In the early 1930s, Hedwig Stein embarked on her main piano studies at the Stern Conservatoire with James Kwast and Frieda Kwast-Hodapp in Berlin where her debut in March 1933 was attended by Edwin Fischer and Wilhelm Kempff. Stein was also introduced to the Russian Jewish émigré pianist Iso Elinson. After a rushed wedding, the couple fled from Germany in August 1933, their destination London.
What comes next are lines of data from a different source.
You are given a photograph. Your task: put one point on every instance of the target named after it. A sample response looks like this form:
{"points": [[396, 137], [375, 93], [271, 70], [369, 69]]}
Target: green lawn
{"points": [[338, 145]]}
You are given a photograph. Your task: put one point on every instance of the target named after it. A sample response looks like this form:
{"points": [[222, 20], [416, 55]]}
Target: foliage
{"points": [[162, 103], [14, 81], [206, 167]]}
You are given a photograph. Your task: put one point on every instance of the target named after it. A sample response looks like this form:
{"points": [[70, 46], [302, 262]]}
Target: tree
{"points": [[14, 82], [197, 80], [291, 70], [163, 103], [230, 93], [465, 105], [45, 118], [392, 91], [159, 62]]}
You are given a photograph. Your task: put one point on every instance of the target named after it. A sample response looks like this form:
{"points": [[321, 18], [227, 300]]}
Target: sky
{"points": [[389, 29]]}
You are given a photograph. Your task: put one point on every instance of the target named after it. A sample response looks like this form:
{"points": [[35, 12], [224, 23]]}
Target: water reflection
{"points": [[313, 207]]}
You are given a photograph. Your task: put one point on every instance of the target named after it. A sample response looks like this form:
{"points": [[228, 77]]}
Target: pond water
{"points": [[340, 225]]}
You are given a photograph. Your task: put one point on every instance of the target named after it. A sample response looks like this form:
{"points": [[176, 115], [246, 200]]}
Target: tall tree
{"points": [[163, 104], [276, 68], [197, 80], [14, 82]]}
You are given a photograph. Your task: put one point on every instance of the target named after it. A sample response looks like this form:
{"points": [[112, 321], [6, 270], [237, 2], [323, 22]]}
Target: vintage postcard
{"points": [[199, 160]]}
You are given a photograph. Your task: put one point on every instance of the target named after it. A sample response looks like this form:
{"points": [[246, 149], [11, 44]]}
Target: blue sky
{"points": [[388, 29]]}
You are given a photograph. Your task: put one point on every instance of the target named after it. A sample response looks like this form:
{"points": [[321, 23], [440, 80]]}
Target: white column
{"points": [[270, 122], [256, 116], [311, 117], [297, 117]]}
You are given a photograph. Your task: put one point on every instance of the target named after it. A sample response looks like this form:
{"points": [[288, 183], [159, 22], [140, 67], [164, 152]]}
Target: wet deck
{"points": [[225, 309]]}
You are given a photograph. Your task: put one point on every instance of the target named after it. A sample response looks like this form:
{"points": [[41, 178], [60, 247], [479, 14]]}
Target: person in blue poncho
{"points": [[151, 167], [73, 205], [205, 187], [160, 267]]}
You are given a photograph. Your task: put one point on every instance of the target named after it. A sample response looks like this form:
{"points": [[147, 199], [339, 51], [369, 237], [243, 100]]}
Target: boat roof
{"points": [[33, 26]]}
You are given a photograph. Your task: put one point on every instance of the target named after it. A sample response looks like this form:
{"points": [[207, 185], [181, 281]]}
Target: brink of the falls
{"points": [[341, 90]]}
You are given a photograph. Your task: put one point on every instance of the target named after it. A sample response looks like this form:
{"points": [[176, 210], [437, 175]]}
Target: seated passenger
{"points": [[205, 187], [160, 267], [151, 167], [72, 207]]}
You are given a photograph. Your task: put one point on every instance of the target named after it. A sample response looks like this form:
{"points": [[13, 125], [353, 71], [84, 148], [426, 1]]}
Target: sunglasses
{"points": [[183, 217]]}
During World War II, Stein gave around 700 lecture recitals together with Elinson, primarily in Sussex, before moving in 1946 to Manchester where they each held teaching posts at the Royal Manchester College of Music (now incorporated in the Royal Northern College of Music). Described by Michael Kennedy as ‘a brilliant pianist’, Stein's Wigmore Hall debut was on 5 January 1956. She performed in concert venues across the UK, in recitals, in a duo with Martin Milner, and occasionally as a soloist, as well as for the Council for the Encouragement of Music and the Arts and various charitable organisations. She also gave many BBC broadcasts. No recordings survive. Stein's pupils at the RNCM included the composer and conductor Peter Maxwell Davies and the musicologist Professor Nigel Simeone.